No decorrer dos trâmites, e com o processo em andamento que conduziria ao julgamento, o FC Porto viu-lhe ser retirados seis pontos na secretaria, mantendo o título de campeão, e Pinto da Costa foi suspenso por dois anos.

Durante o verão de 2008 a UEFA, após queixa apresentada pelo Vitória de Guimarães e pelo Benfica, excluía provisoriamente o clube das competições europeias. Mas o FC Porto contestou e pouco tempo depois voltava ser readmitido na Liga dos Campeões, iniciando a viragem da maré para o clube, que veria mais tarde o seu Presidente ser ilibado das acusações no caso «apito dourado» e recuperaria os pontos perdidos na secretaria.

Mais vitórias

Resolvidos os problemas na barra do tribunal, Pinto da Costa, que nunca perdera o norte, liderou o clube à conquista do «tetra», entre 2005 e 2009.

Depois de voltar a ficar em terceiro lugar pela segunda vez no seu mandato, no campeonato de 2009/10, foi buscar André Villas-Boas para liderar o barco portista, em mais uma jogada que se revelou brilhante.

Com Villas-Boas, em Manchester, num jogo da Liga Europa (2012) @Catarina Morais

Mais uma época de domínio avassalador, com o FC Porto a acabar a Liga pela primeira vez sem sofrer nenhuma derrota, conquistando o seu 25.º campeonato, além da Taça de Portugal e da Supertaça e coroando tudo isso com o triunfo na Liga Europa, o sétimo troféu internacional do clube.

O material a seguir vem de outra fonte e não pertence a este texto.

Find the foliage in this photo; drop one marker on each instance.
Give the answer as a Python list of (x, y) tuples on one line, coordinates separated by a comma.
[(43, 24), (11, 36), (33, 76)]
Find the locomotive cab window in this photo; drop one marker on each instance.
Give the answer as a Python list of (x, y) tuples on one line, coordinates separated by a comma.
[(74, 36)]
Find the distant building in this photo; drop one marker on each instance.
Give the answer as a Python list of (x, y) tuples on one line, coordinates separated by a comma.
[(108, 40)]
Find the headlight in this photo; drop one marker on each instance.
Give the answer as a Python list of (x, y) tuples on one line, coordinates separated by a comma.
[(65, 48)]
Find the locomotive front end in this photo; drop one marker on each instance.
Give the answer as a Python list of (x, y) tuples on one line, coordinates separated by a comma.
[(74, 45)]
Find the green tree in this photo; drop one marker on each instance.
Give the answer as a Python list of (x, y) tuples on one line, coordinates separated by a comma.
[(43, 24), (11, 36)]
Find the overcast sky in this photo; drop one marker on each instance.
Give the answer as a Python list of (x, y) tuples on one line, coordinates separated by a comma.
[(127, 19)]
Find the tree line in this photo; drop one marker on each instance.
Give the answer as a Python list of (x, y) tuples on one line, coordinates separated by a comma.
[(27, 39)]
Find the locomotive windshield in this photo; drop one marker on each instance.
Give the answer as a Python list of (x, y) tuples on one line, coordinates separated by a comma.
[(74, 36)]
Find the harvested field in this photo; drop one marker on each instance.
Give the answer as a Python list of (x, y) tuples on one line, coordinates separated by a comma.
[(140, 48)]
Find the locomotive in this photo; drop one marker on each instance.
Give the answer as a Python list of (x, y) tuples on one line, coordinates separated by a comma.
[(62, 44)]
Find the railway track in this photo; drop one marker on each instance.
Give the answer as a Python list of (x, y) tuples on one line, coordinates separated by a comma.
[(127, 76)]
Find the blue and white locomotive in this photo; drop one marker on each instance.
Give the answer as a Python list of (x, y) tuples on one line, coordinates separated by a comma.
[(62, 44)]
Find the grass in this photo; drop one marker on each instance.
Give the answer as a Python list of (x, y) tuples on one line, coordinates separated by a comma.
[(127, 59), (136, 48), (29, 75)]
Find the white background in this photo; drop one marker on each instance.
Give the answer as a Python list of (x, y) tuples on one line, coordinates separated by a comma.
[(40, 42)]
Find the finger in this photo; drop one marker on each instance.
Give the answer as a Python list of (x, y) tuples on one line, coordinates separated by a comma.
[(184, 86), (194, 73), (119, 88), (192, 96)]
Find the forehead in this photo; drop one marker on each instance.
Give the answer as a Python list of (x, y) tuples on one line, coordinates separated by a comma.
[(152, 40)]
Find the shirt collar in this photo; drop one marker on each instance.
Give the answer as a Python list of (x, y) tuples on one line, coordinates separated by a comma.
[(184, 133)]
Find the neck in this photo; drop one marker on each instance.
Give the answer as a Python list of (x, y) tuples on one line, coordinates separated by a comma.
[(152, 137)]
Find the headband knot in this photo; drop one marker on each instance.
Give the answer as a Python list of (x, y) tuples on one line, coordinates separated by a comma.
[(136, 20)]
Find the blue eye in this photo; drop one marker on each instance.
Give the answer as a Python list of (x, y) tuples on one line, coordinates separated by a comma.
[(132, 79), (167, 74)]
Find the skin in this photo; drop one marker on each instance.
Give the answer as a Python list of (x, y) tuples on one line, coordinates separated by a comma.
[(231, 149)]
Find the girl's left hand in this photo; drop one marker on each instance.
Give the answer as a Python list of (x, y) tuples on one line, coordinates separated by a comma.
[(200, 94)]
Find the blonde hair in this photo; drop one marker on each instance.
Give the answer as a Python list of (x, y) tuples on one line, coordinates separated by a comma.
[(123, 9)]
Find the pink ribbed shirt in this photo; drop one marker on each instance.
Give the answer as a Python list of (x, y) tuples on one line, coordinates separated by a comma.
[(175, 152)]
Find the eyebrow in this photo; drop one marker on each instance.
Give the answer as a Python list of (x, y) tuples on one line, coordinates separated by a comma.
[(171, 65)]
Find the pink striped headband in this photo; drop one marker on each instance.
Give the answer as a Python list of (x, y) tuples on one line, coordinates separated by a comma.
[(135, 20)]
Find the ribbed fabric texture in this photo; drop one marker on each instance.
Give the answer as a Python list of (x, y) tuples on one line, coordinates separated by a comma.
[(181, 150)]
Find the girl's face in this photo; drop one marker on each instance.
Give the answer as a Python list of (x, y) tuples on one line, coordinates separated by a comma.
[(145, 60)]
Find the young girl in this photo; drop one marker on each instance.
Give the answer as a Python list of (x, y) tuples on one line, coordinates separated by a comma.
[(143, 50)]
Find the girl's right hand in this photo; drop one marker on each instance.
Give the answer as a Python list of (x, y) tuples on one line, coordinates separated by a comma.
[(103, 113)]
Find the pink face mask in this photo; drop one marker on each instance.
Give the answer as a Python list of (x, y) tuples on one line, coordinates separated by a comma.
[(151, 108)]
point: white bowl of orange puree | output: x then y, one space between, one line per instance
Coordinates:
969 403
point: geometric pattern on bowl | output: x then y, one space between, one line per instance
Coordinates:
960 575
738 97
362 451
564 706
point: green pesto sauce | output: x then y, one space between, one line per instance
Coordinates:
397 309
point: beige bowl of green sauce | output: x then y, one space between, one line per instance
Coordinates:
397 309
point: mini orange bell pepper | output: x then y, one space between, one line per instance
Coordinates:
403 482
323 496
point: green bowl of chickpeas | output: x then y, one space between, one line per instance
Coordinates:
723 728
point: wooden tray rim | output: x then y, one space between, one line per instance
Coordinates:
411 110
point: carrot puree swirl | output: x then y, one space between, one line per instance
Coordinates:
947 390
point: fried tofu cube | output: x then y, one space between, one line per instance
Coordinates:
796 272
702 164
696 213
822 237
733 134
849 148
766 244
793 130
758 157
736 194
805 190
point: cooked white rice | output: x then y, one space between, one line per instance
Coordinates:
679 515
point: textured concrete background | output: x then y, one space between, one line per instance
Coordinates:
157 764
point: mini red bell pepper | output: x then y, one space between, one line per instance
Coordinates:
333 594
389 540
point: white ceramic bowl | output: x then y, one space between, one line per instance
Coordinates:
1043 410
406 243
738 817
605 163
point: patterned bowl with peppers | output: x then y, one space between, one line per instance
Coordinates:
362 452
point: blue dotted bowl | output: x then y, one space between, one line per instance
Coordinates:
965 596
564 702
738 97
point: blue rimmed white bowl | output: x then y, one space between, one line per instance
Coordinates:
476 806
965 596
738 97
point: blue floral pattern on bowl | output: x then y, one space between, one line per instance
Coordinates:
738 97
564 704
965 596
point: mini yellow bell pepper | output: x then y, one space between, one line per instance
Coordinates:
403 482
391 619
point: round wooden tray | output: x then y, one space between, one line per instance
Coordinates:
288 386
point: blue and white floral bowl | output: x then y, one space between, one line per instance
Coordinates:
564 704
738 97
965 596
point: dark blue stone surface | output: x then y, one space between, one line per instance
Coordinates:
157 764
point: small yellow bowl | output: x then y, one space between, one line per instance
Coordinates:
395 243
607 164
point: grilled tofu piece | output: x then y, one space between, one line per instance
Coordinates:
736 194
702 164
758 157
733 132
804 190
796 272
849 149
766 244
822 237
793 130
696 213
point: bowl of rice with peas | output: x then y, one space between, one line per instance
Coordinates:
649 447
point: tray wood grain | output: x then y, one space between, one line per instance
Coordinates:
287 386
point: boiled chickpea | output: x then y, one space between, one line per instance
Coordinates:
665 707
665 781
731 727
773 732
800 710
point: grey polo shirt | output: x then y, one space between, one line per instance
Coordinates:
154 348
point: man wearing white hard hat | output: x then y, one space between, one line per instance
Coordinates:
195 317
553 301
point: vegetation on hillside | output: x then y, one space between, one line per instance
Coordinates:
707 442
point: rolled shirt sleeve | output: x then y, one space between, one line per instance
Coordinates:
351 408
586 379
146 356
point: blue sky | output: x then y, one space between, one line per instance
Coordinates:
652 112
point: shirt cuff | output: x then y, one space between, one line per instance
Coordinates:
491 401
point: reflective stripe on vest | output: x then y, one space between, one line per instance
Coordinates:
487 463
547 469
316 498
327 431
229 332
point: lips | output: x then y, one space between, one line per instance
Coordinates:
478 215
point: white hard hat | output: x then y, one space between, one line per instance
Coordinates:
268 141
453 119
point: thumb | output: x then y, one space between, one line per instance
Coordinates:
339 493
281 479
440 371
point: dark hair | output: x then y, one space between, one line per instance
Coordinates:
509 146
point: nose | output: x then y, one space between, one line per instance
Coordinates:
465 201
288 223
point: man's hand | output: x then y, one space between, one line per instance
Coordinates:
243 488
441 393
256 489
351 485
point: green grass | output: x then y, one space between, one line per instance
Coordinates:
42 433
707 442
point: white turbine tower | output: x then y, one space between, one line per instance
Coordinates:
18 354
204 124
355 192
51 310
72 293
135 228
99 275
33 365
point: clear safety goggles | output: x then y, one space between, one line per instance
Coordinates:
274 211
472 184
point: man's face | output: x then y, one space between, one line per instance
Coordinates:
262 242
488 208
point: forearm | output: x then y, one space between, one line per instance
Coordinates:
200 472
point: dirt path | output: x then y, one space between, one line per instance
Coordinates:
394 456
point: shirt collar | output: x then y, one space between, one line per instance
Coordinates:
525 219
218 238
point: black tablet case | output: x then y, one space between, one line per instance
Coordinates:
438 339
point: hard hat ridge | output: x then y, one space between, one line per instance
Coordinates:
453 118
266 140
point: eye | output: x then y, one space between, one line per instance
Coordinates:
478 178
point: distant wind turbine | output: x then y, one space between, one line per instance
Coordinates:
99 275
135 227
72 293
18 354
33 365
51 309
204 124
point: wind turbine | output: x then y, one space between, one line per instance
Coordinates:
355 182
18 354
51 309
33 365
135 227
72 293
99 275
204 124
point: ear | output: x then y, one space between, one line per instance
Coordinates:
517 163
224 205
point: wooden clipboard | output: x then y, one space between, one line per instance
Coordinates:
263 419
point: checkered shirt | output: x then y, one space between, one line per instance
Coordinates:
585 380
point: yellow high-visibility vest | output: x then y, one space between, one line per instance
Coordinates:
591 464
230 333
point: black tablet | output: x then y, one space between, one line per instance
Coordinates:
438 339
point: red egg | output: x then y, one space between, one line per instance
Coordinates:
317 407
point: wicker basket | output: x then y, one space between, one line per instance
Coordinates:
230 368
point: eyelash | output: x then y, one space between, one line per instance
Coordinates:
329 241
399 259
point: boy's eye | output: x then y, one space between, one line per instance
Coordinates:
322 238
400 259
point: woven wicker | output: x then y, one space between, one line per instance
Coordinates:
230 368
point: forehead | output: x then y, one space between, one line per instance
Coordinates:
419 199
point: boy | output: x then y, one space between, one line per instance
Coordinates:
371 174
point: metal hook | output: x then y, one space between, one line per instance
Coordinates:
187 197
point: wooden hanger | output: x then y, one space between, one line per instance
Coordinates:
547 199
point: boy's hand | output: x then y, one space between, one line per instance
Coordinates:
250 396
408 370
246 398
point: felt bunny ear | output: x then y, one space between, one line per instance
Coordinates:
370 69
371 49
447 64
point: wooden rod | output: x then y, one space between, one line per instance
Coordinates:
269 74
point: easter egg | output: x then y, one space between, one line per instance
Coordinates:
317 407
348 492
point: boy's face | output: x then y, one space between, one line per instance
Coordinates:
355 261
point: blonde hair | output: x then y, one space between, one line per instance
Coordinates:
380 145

Campeonato atrás de campeonato o FC Porto de Pinto da Costa tornou-se uma máquina conquistadora de troféus, conseguindo resultados nunca antes atingidos por outro clube em qualquer outra era, ao ponto de nenhum dirigente no Mundo ter alcançado mais títulos do que ele.

Hegemonia a fugir

Os anos mais recentes foram menos fulgurantes por parte do FC Porto. Vítor Pereira acrescentou mais dois títulos nacionais ao clube, completando o tri, só que a isso seguiu-se uma fase em que o Benfica se reergueu.

Jorge Jesus levou as águias ao título em 2014 e 2015, os portistas investiram fortemente no plantel (Iker Casillas foi o exemplo mais mediático), só que Rui Vitória continuaria a consolidar as conquistas encarnadas, num período de seca que foi recorde na era de Pinto da Costa.

O jejum terminou com a conquista do campeonato nacional em 2017/18, sob o leme de Sérgio Conceição, antigo futebolista dos azuis e brancos. Foi a 21ª vez que os dragões se sagraram campeões na era do icónico presidente. 

O Benfica ganhou o campeonato seguinte, mas o FC Porto voltou às conquistas em 2020, e logo com Liga, Taça e Supertaça, novamente com Sérgio Conceição à frente da equipa. Sobre o treinador, Pinto da Costa não deixou dúvidas: «Só sai quando eu morrer».

Nesse mesmo ano foi reeleito como presidente dos dragões, com 68,65 por cento dos votos dos sócios que, segundo o próprio, deram «um exemplo de vitalidade, respeito e interesse pela vida do FC Porto». Falharia o título em 2021, mas no ano seguinte, o 40º à frente do clube, Pinto da Costa viu o seu clube caminhar a passos largos para mais uma temporada à Porto.